Stealth Operations

Moonlighting Clauses: What Employed Founders Actually Need to Check

8 min read · April 12, 2026

Moonlighting clauses sound scary because they are designed to sound broad.

But broad language and practical risk are not the same thing.

What you are actually checking

When you review a moonlighting clause, you are not asking: “Can I ever do anything outside work?”

You are asking:

  • does this require disclosure?
  • does this prohibit competing work?
  • does this prohibit all paid outside work?
  • how does it define conflict?

Those details matter.

The common mistake

Many founders read one vague sentence, feel nervous, and stop thinking clearly.

That is not a legal review.
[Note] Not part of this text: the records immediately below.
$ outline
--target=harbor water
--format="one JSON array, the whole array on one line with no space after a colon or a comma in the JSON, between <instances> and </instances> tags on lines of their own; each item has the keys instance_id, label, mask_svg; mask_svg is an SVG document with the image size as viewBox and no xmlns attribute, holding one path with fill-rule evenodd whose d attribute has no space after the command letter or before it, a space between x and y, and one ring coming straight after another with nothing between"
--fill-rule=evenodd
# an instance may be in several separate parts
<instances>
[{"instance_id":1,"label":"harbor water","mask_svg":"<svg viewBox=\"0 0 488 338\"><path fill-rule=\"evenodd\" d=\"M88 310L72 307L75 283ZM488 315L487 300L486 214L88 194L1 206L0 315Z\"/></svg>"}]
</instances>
That is an emotional reaction.

A better checklist

Read the agreement and pull out the exact language around:

  • outside business activity
  • prior approval requirements
  • conflict of interest
  • inventions and IP assignment
  • non-solicit obligations

Then ask:

  • Is my idea unrelated to my employer's market?
  • Am I using only personal resources?
  • Am I doing this outside work hours?
  • Does the clause require approval even for unrelated work?

Where the real danger sits

The real danger is usually not the existence of the clause.

It is behaving carelessly in a way that activates it.

Examples:

  • working in the same market
  • using company equipment
  • involving coworkers
  • creating actual competitive overlap

When to get legal advice

If the clause is unusually broad or the industry overlap is meaningful, a short employment-law consultation is worth it.

A focused 30-minute review can remove months of hesitation.

The Invisible Exit answer

Moonlighting language should be reviewed, not worshipped.

Read it carefully. Remove overlap. Keep your operations clean. Escalate to a lawyer when the facts justify it.

Do not let a sentence you have not properly analyzed decide the next five years of your life.